The most distinct words of a language are usually the function words (the, and, of, with,...); other lexical items are often (at least partly) shared between languages that had come in contact with each other. So looking for function words is usually the best way to identify the language in a given text.
This can be done by having a list of function words for each language you recognise, look those words up in your text, and then calculate the probability that the text belongs to each language given the frequencies of the words in your list. There will be overlaps, for example Dutch of is equivalent to the conjunction or in English, but also looks like the English of.
Another approach would be to take texts in your languages, and split them into n-grams, typically trigrams. Then you use a list of trigrams and compare the frequency distributions in your known and unknown texts to find which is most likely to match. This has the advantage that you don't need to know anything about the language structure (because you don't need to identify function words), and it also captures the morphology (eg the common English suffix -ing).

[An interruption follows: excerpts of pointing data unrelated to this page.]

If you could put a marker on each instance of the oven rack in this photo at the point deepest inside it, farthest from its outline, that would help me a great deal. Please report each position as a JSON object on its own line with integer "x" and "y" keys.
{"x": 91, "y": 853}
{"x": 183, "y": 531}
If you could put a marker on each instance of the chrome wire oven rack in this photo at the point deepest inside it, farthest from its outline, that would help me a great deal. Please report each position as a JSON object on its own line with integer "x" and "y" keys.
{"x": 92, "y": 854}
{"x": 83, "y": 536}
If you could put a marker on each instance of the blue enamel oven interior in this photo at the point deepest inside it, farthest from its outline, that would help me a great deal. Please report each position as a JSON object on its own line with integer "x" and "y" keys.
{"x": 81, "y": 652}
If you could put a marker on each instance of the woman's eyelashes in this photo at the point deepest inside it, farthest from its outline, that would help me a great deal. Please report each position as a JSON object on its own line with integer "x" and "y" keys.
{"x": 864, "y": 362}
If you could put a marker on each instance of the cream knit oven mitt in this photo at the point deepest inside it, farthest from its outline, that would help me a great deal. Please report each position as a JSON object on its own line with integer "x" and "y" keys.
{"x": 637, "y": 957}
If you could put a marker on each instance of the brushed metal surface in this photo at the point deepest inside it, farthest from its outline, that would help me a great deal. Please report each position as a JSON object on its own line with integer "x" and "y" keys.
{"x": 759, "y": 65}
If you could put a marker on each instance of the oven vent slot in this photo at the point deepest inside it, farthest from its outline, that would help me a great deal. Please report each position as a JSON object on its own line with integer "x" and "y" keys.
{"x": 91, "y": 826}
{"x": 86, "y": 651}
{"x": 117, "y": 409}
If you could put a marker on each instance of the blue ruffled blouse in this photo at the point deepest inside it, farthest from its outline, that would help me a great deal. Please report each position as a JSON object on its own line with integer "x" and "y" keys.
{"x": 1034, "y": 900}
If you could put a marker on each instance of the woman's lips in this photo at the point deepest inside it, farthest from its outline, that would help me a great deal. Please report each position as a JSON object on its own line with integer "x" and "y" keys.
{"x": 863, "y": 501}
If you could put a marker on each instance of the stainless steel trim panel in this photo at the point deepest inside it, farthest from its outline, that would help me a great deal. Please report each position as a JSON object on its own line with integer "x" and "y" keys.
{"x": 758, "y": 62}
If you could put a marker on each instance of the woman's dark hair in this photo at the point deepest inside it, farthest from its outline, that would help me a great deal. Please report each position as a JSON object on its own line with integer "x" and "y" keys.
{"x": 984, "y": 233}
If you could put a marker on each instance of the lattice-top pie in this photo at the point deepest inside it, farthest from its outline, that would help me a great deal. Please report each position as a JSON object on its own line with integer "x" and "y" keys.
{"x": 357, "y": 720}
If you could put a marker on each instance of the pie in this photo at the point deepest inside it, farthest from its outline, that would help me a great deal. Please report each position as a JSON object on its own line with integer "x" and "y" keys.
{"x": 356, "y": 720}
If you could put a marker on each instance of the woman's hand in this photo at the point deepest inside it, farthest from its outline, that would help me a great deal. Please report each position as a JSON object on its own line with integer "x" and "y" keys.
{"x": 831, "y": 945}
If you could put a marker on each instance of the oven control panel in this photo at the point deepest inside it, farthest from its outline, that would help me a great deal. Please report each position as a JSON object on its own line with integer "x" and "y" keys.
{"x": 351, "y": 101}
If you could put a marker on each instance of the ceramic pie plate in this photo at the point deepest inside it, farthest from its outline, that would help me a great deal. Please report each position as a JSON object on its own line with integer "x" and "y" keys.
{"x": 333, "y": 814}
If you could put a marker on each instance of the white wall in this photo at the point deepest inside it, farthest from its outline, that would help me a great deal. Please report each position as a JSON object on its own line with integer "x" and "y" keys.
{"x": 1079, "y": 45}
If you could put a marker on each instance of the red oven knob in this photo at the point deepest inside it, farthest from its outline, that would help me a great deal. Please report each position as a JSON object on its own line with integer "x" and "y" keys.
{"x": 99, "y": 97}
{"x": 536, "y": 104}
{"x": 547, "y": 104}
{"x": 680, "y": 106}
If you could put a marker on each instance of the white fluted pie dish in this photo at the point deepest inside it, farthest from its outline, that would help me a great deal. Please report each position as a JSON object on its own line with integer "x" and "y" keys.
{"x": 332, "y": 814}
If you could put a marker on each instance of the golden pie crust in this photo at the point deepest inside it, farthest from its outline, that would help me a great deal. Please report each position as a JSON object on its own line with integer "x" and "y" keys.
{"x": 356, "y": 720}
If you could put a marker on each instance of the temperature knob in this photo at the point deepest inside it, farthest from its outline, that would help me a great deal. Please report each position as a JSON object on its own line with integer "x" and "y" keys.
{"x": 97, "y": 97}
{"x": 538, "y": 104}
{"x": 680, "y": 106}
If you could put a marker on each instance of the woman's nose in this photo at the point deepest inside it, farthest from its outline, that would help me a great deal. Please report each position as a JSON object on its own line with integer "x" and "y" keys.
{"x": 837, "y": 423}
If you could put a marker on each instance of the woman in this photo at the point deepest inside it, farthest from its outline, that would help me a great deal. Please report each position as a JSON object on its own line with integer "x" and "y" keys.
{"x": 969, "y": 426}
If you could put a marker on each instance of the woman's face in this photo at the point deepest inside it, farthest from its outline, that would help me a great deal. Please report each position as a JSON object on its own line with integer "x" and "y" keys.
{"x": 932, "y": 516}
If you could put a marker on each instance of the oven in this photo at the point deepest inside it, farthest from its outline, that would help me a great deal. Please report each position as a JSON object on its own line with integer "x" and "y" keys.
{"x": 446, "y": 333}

You can simply implement this in a fairly basic program, or you could train a machine learning classifier with it. The former seems easier to me, but is not as exciting as the latter.
However, for single words (as per your example) this might not work properly. Generally, the longer the text, the more precise the recognition.
UPDATE: On re-reading your question I think I have misunderstood it, and that you're asking about transliteration into Latin characters. In a way the same applies, that you need to first identify which language it is, and then choose the correct mapping from the Latin transliteration to the writing system that language natively uses.
Since the transliteration is purely symbolic, I don't think that an ML approach would be better than a simple lookup-table of equivalences. And of course there might be difficulties if the writing system has more distinct characters than the Latin alphabet provides.
UPDATE 2: If the input is transliterated text, then your reference texts (where you know the language) also have to be transliterated in the same character set (eg Latin in your example).